Hundreds rally at the state Capitol for the MI Body MI Choice event on Oct. 2, 2021 | Allison R. Donahue
A recent analysis indicates that Kansas isn’t the only state in which reproductive rights is a motivating force for voters.
On Aug. 2, voters in Kansas soundly rejected a proposed amendment to the state’s constitution that would have allowed state lawmakers to restrict or ban abortion. It was a stunning result in a deeply conservative state where Donald Trump beat Joe Biden 56% to 42% in 2020.
TargetSmart, a Democratic political data and data services firm, analyzed voter data and concluded that in the days after the U.S. Supreme Court’s Dobbs decision that overturned Roe v. Wade, a decisive change began to take place in the state’s electorate.
New voter registrations in Kansas favored Democrats by 9 points, highly notable in a state where there are nearly 400,000 more registered Republicans than Democrats. In addition, a “staggering” 70% of all new registrants were women.
Now, TargetSmart says as the midterm elections come into view, there is increasing evidence that what happened in Kansas is not an isolated phenomenon.
“In states like Wisconsin and Michigan where reproductive rights are at stake this year, we’re seeing a meaningful gender gap in registration, whereby women are out-registering men by significant margins,” said a release this month. “In states like Rhode Island and New York where reproductive rights are protected by Democratic leaders in government, no gender gap exists.”

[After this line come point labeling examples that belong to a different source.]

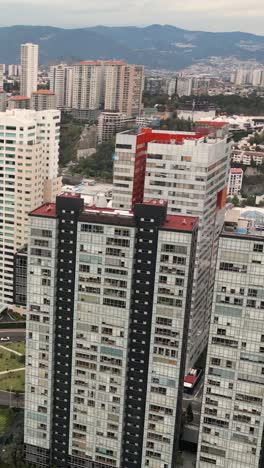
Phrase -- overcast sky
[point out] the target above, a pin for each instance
(211, 15)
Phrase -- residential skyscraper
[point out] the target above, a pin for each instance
(108, 307)
(190, 171)
(113, 86)
(43, 100)
(235, 181)
(123, 87)
(61, 83)
(29, 69)
(29, 176)
(231, 431)
(1, 76)
(109, 123)
(87, 85)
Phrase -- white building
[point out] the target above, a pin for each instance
(29, 69)
(235, 181)
(184, 86)
(113, 86)
(2, 100)
(61, 83)
(247, 157)
(29, 176)
(190, 172)
(87, 85)
(231, 430)
(110, 123)
(107, 281)
(43, 99)
(1, 76)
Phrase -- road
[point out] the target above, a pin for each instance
(15, 334)
(10, 398)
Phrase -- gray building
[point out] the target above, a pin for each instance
(232, 416)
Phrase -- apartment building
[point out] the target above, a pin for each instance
(184, 86)
(87, 85)
(29, 69)
(247, 157)
(235, 181)
(43, 100)
(113, 86)
(108, 307)
(29, 176)
(231, 431)
(1, 76)
(190, 171)
(61, 83)
(110, 123)
(2, 100)
(18, 102)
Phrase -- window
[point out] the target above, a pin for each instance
(258, 248)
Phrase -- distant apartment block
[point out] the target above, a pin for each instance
(61, 83)
(184, 86)
(29, 69)
(18, 102)
(29, 176)
(43, 100)
(235, 181)
(106, 334)
(231, 431)
(247, 157)
(112, 86)
(2, 100)
(190, 171)
(110, 123)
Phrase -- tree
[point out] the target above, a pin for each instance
(189, 413)
(100, 164)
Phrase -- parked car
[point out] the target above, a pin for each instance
(4, 338)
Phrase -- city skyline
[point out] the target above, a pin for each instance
(202, 15)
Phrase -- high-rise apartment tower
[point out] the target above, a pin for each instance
(108, 307)
(231, 432)
(28, 176)
(29, 69)
(190, 171)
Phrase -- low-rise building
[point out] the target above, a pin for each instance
(18, 102)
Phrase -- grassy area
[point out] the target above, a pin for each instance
(6, 417)
(19, 346)
(14, 381)
(9, 361)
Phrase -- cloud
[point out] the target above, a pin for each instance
(222, 15)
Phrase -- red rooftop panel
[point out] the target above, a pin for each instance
(180, 223)
(19, 98)
(49, 210)
(44, 92)
(236, 171)
(211, 123)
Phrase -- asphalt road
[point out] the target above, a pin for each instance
(10, 398)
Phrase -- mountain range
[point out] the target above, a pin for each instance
(155, 46)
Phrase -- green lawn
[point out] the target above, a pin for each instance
(19, 346)
(14, 381)
(6, 416)
(10, 361)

In Michigan, where a 1931 law threatens to prohibit almost all abortions, the firm says of the nearly 13,000 new voters that have registered since the Dobbs decision, women are out-registering men by 8.1 percentage points, while Democrats are out-registering Republicans by 18 percentage points.
Wisconsin, another battleground state, is seeing that same dynamic on an even larger scale. According to TargetSmart data, among new registrants in that state since June 24, women have out-registered men by 15.6%, with Democrats making up more than 52% of that group, while less than 17% of new voters are registering as Republicans.
“Right now, all signs point to a fired up female electorate around the country in states where abortion rights are under immediate threat,” concluded TargetSmart.
Both states have laws banning abortion on the books. Abortion is illegal in Wisconsin follwing the Dobbs decision.
Michigan’s 1931 law criminalizing abortion that only has an exception for the life of the “pregnant woman,” is on hold amid court challenges. A measure enshrining the right to abortion in the Michigan Constitution is likely to appear on the Nov. 8 ballot.